O Coletivo Margarida Alves participou do II Encontro do Observatório de Protocolos Comunitários, realizado nos dias 25 e 27 de agosto, em Brasília.

A atividade teve como objetivo discutir e trocar experiências sobre protocolos comunitários e experiências. No primeiro dia de programação, 25 de agosto, a mesa de abertura contou com a presença de representantes da APIB, CONAQ, Rede PCTs e convidados internacionais.

No segundo dia de Encontro, as organizações participaram de rodas de conversa sobre “casos de violações ao direito à consulta prévia nos territórios e ameaças atuais no Brasil (PDL 177 e outros)” e sobre consulta prévia e licenciamento ambiental.
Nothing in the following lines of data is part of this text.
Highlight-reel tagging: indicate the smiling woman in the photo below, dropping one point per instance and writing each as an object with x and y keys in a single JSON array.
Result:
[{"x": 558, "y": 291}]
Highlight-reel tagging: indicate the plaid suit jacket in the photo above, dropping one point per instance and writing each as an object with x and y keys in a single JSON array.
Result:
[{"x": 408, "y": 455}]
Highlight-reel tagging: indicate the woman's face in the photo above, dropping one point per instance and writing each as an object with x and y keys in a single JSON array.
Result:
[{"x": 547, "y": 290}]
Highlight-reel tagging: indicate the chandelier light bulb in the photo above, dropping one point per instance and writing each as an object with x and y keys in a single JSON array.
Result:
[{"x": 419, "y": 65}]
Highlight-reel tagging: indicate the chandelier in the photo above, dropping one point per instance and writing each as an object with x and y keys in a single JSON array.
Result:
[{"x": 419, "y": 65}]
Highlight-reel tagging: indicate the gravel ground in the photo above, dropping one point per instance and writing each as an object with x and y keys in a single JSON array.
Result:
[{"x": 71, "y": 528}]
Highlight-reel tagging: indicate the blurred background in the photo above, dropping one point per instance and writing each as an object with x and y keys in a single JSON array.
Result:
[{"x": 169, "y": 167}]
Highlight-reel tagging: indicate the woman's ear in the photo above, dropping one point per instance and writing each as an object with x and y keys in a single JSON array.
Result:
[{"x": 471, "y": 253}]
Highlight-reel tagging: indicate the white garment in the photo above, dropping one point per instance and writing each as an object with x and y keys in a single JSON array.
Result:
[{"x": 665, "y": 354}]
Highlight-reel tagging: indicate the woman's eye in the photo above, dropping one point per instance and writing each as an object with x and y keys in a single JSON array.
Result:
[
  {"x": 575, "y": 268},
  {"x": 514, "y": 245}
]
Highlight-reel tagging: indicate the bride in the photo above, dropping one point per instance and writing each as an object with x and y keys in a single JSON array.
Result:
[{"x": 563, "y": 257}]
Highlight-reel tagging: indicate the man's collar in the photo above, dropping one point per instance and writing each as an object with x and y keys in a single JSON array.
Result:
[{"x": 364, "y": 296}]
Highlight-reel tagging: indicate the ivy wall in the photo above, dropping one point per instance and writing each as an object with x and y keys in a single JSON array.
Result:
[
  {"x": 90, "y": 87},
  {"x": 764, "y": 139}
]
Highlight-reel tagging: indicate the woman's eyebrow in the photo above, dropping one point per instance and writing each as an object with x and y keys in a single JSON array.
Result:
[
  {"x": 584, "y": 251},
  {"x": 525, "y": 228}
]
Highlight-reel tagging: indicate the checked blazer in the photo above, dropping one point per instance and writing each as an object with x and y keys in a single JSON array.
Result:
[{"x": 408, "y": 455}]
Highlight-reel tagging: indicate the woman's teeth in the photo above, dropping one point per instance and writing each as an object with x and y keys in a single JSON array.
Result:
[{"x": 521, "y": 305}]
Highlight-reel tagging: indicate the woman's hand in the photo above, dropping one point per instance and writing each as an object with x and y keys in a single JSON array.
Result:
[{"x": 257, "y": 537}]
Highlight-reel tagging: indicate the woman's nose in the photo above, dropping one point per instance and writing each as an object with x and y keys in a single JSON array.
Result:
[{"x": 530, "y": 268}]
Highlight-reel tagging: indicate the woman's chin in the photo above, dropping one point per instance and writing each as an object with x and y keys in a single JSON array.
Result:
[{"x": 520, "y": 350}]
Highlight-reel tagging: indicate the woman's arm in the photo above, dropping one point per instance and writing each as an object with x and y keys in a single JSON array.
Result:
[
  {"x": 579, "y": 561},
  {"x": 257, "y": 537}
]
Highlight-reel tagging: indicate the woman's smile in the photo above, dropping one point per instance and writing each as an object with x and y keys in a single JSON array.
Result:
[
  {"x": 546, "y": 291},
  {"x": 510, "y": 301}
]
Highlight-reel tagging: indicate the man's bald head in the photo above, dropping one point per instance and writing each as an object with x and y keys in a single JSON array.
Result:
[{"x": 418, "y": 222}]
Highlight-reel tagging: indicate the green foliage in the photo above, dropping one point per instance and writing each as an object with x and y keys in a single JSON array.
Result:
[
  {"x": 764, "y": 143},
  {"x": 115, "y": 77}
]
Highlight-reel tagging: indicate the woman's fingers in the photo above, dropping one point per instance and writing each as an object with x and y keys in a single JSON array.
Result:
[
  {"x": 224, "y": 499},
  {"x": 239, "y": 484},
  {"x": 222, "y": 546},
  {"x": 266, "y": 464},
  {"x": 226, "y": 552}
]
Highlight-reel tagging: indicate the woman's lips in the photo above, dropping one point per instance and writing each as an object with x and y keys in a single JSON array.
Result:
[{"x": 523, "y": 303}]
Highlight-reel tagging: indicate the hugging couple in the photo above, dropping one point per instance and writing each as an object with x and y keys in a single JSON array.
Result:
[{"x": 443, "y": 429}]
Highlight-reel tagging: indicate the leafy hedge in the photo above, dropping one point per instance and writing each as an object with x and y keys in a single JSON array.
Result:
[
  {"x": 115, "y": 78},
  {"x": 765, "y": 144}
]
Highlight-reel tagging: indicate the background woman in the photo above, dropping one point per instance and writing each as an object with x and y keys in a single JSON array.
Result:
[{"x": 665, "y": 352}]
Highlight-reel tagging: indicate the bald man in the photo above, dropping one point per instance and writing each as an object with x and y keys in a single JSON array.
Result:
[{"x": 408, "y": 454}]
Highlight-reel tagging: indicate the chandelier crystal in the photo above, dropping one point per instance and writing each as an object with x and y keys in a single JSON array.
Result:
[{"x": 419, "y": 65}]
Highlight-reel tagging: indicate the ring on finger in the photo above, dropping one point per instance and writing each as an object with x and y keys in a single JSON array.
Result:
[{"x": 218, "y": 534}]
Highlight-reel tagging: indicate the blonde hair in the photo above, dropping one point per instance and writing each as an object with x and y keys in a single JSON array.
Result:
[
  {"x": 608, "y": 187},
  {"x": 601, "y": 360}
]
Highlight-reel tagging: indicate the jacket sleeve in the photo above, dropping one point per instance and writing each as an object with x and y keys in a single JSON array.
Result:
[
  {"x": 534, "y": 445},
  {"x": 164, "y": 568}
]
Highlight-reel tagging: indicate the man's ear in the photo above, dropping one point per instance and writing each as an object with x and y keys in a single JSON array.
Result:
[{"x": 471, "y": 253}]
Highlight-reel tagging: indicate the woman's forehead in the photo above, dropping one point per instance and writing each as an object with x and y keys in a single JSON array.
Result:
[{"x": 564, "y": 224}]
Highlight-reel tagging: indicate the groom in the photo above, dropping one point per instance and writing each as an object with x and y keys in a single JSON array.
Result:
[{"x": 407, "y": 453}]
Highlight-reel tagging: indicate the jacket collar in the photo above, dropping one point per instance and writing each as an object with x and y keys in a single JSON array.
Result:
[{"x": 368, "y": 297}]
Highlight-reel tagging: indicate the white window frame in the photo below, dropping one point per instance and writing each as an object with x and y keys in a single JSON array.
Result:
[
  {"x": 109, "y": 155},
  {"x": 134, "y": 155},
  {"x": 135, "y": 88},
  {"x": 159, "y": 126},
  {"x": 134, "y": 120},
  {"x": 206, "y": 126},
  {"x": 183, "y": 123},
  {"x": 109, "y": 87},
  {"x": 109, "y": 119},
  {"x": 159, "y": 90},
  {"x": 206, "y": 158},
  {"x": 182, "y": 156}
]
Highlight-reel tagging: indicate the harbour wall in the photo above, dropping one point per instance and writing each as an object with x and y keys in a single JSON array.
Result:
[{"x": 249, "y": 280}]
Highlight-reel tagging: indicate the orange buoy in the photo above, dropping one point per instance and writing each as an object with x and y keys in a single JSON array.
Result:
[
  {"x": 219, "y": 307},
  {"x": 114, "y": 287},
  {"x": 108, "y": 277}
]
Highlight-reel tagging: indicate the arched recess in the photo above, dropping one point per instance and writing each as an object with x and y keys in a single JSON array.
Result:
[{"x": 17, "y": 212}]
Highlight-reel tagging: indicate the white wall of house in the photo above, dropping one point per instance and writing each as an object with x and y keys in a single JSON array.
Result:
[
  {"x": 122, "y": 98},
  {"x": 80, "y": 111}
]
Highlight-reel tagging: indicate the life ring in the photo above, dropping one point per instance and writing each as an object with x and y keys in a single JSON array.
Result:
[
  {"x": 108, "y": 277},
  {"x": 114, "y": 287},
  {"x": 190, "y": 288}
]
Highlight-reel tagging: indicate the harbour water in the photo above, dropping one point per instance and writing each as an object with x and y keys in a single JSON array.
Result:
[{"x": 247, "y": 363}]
Além disso, teve a apresentação do relatório do Observatório de Protocolos, encaminhado ao mecanismo de Revisão Periódica Universal (RPU/ ONU, 2022), e do Informe sobre Direito à Livre Determinação dos Povos (CIDH, 2021).

No dia 27 de agosto, terceiro e último dia de atividade, as organizações participaram de uma roda de conversa sobre tentativas de regulamentações estaduais.
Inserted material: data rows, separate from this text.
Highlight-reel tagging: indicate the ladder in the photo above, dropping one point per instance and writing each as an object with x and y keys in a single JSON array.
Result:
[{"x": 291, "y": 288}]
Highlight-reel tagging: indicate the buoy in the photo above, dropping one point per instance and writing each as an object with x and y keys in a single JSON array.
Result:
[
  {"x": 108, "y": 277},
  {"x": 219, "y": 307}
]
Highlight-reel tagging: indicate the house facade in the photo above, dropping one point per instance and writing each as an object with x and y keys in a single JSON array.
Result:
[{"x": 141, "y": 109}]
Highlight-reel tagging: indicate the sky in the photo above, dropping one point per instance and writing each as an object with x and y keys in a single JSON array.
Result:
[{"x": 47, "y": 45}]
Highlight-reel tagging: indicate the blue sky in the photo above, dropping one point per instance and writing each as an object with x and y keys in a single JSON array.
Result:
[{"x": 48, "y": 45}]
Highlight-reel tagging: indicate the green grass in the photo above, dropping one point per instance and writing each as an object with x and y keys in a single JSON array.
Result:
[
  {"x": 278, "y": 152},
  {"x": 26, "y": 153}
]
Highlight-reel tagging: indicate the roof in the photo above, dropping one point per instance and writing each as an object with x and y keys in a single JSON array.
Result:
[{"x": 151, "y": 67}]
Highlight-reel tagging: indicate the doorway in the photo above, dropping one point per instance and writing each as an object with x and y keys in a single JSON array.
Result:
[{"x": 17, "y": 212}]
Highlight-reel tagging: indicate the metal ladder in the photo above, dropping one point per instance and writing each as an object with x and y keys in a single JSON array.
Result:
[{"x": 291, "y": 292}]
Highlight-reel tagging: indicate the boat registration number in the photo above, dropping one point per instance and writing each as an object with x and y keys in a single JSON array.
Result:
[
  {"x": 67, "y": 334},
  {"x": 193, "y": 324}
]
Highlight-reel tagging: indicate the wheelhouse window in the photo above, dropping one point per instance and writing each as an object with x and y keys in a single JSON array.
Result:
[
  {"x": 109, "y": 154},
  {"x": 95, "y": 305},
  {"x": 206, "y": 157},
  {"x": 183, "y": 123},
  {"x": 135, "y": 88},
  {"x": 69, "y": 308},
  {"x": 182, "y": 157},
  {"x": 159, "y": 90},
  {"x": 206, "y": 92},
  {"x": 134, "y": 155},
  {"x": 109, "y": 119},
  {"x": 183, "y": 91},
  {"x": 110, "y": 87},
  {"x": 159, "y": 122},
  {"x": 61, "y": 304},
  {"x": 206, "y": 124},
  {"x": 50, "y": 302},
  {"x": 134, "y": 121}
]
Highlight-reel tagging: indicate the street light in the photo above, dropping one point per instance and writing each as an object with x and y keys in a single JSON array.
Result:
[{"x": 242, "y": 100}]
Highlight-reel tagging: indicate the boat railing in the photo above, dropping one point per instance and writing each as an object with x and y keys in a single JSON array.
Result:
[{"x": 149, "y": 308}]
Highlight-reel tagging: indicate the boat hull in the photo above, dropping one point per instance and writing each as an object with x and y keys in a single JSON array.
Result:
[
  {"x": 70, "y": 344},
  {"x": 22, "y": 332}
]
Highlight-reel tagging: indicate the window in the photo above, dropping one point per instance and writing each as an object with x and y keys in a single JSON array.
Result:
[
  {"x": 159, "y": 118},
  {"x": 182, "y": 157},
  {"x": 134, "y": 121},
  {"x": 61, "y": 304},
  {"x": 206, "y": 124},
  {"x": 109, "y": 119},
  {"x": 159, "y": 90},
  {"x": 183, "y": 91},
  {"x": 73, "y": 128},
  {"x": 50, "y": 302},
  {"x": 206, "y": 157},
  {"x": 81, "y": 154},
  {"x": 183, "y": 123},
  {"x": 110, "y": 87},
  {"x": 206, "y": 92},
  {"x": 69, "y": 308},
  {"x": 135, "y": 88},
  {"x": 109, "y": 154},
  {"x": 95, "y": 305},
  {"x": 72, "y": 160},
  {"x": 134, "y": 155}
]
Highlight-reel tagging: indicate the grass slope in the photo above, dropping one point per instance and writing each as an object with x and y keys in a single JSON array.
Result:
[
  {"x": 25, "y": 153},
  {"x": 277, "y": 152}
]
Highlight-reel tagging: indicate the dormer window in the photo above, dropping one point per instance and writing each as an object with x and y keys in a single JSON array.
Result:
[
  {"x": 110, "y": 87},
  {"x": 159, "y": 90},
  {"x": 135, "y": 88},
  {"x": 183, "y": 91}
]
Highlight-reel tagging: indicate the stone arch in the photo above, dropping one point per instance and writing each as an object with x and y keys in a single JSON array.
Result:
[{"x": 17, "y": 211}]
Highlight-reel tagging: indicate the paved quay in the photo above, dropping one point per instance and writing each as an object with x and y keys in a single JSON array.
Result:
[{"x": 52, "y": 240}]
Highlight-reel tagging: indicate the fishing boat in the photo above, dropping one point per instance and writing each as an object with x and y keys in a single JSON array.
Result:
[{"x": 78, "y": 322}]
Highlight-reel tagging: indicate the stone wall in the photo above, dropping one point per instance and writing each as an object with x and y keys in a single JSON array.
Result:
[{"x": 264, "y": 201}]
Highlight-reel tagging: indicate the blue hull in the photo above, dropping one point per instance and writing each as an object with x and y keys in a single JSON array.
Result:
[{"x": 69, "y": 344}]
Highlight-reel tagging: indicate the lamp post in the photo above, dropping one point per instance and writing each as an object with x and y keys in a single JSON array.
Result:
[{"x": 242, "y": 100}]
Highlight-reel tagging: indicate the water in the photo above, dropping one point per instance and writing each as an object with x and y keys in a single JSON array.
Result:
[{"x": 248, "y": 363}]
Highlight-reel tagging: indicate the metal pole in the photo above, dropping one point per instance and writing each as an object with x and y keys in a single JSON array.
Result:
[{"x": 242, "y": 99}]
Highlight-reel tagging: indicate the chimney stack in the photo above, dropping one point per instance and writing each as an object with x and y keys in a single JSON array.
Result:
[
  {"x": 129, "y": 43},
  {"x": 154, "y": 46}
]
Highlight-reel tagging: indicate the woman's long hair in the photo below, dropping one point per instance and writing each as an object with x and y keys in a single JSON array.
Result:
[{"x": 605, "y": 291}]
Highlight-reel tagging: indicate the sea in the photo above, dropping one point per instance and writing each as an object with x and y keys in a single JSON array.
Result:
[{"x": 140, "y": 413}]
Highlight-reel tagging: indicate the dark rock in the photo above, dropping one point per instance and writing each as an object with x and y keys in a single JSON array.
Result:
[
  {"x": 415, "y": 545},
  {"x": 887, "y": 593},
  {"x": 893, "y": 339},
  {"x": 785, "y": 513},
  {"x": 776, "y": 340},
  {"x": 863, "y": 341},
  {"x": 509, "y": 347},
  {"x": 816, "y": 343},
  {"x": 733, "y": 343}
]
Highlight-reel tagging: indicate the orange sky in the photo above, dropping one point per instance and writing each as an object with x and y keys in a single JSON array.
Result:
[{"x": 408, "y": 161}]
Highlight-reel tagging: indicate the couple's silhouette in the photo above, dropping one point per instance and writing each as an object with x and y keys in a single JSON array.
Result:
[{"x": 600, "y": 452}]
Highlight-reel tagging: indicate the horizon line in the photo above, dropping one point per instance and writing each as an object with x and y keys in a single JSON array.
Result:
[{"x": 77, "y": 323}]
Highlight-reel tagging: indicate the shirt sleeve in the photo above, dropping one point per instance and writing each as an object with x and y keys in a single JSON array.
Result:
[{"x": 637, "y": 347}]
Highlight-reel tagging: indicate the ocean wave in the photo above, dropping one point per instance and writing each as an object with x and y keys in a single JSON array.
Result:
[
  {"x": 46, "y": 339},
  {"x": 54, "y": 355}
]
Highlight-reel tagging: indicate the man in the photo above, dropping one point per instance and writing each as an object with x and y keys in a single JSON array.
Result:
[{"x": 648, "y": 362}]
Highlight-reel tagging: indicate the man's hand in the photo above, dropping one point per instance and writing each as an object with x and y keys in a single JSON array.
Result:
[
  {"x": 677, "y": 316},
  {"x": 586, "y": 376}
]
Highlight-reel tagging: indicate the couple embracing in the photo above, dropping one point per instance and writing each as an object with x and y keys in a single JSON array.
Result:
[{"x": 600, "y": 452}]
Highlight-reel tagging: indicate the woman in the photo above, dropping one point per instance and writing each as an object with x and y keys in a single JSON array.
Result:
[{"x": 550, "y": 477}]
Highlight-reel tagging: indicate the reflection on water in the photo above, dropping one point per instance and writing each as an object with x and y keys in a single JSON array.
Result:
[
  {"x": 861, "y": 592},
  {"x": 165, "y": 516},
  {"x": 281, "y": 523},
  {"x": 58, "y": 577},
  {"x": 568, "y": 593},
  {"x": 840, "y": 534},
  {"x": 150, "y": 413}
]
Os protocolos comunitários de consulta e consentimento prévio, livre e informado, também denominados de protocolos autônomos, são documentos elaborados pelos povos indígenas,  quilombolas e demais povos tradicionais que estabelecem as regras para o procedimento da consulta prévia, livre, informada e de boa fé, para que sejam respeitadas as especificidades culturais, os sistemas jurídicos próprios, as formas de organização social e deliberação coletiva.

Observatório

O Observatório de Protocolos Comunitários de Consulta e Consentimento Livre Prévio e Informado foi criado em 2017 diante da necessidade de conhecer e dar visibilidade a instrumentos jurídicos elaborados pelos povos, bem como monitorar os casos de violações e descumprimento do direito de consulta e consentimento livre prévio e informado.

O Observatório é formado por formado por uma rede de pesquisadores(as), representantes de povos tradicionais e organizações da sociedade civil que se propõe a monitorar casos de ameaças e violações ao direito de consulta e consentimento prévio, livre e informado no Brasil e demais países da América Latina e África.